The amount of money you can receive when you choose a "cash-out" refinance depends on the equity that you have in your home.
How do you know how much equity you have in your home? Home equity is what you'd walk away with if you sold your home today and used the proceeds to pay off your mortgage. For example, if you owe $200,000 on your mortgage, and your home is worth $300,000, you have $100,000 in equity.
But that doesn’t mean you can take all of the equity out of your home. Most lenders won't approve a cash-out refinancing if the amount of the mortgage exceeds 80% of the value of your home. This calculation is known as the loan-to-value ratio, or LTV.
If the value of your home is $300,000, and the lender's maximum LTV for a cash-out refinance is 80%, the biggest mortgage you likely could qualify for would be $240,000. If you still owe $200,000 on your mortgage, you could take about $40,000 in cash out of your home in a cash-out refinancing. Keep in mind that there may be lender fees and other costs that you'll pay to refinance your mortgage.

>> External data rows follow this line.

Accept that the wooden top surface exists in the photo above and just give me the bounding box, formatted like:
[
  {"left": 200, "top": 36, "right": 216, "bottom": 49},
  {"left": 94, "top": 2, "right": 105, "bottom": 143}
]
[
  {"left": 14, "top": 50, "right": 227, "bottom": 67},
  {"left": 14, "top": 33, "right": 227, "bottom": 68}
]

These may be out-of-pocket costs or you may be able to wrap the costs into your new loan.
There's another type of cash-out refinancing that allows for higher loan-to-value ratios. However, it restricts what you can do with some of the money you take out of your home.

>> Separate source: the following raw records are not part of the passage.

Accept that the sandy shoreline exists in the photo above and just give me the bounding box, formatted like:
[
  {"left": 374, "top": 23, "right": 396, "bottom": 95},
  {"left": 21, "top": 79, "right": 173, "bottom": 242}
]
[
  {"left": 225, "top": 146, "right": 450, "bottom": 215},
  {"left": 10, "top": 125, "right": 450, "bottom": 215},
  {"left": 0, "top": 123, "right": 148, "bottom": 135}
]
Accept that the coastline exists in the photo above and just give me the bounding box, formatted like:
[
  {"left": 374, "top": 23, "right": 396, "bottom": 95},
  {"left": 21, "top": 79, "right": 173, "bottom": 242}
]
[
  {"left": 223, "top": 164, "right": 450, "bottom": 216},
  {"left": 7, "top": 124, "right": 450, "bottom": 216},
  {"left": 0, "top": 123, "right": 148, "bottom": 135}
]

For example, a limited cash-out refinancing may allow for a loan-to-value ratio of up to 97%, but all or most of the money that’s not used for paying off your old mortgage must be earmarked for approved uses, like financing your closing costs.
Fannie Mae will allow[2] borrowers to take a small amount of cash back in a limited cash-out refinance that they can use for any purpose -- $2,000 or 2% of the new loan amount, whichever is less.